La bonne forme est la corrélation des seuils d’acceptabilité et des limites. Chaque maison de couture auto-gère ses propres valeurs et en même temps se gère par rapport à la dynamique de la haute couture. La réussite d’une collection-objet dépendra de l’(eu-)phorie (l’affect doit toujours être positif), de la mise en accord des valeurs de la marque avec les tendances de la saison. Par exemple si le sexy est acceptable, le vulgaire ne l’est pas. Le dispositif des valeurs de chaque marque crée des effets de présence qui doivent être apaisés et rééquilibrés pour qu’il y ait catharsis.

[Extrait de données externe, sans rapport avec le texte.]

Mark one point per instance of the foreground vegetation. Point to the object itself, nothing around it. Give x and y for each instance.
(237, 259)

La question des seuils et des limites est développée par Rastier et Zilberberg. Dans Introduction dans la Sémiotique des cultures, Rastier pose la question en termes de seuils d’acceptabilité et de seuils d’intensité 316 , tandis que Zilberberg décrit la « fragilité » des seuils et des limites à cause de leur « instabilité progressive et constante » 317 .
La ressemblance des deux auteurs d’orientation théorique pourtant différente ne se limite pas seulement à cette question précise. Selon nous, la base même de la sémantique tensive (avec les questions de l’intensité et du rythme, et des opérations de relèvement et d’atténuation) n’est qu’une gestion de la présence, à l’instar de la perception sémantique 318 .
La juxtaposition des valeurs au sein du discours concerne un transfert d’énergies, et une recherche d’équilibre. Le discours, grâce à son élasticité peut à la fois accueillir, voire provoquer des effets de présence et en même temps assurer avec l’acte de lecture les conditions de bonne lisibilité-visibilité. Plus précisément, nous allons examiner comment dans un domaine tel que la haute couture, qui par définition suscite l’hyperbole 319 , sont provoqués des effets de présence, c'est-à-dire apparaissent les marques d’une certaine intensité.
Nous allons aussi voir à l’aide de la perception sémantique (assimilation, dissimilation) comment chaque marque oscille entre le trop et le ce qu’il faut 320 . Chaque valeur possède des virtualités qui une fois mises en contexte, vont être soit actualisées, soit inhibées et remplacées par de nouveaux sèmes. La lecture avec les opérations interprétatives « libère » les valeurs en attente et règle les déséquilibres sémantiques créés.
Cf. RASTIER F., Une introduction aux sciences de la culture, François Rastier, Simon Bouquet (éd.), Paris, Presses Universitaires de France, 2002, pp. 255-266, et RASTIER F., « Les valeurs et l’évolution des classes lexicales », in La polysémie ou l’empire des sens, Lexique, discours, représentations, REMI-GIRAUD S., & PANIER L. (dir), Presses universitaires de Lyon, 2003. pp.39-64.
ZILBERBERG C., « Seuils, limites, valeurs », in Questions de sémiotique (dir.) Hénault A., Paris, PUF, 2002, p.341.
Comme nous avons développé dans le chapitre sur la présence, les opérations interprétatives assurent la perception sémantique.
La présence est manifestée lorsqu’il y a des débordements. Nous constaterons que la tendance très forte de la haute couture est de pousser toutes les valeurs d’intensité faible vers des degrés d’intensité les plus extrêmes.
Cf. ZILBERBERG C., « Du récit au discours », in Signes des temps : temps et temporalité des signes, (dir.) GUILLEMETTE L , et HEBERT L., avec la collaboration de ARSENAULT L., et COSSETTE J., Les presses de l’université Laval 2005, pp. 289-317.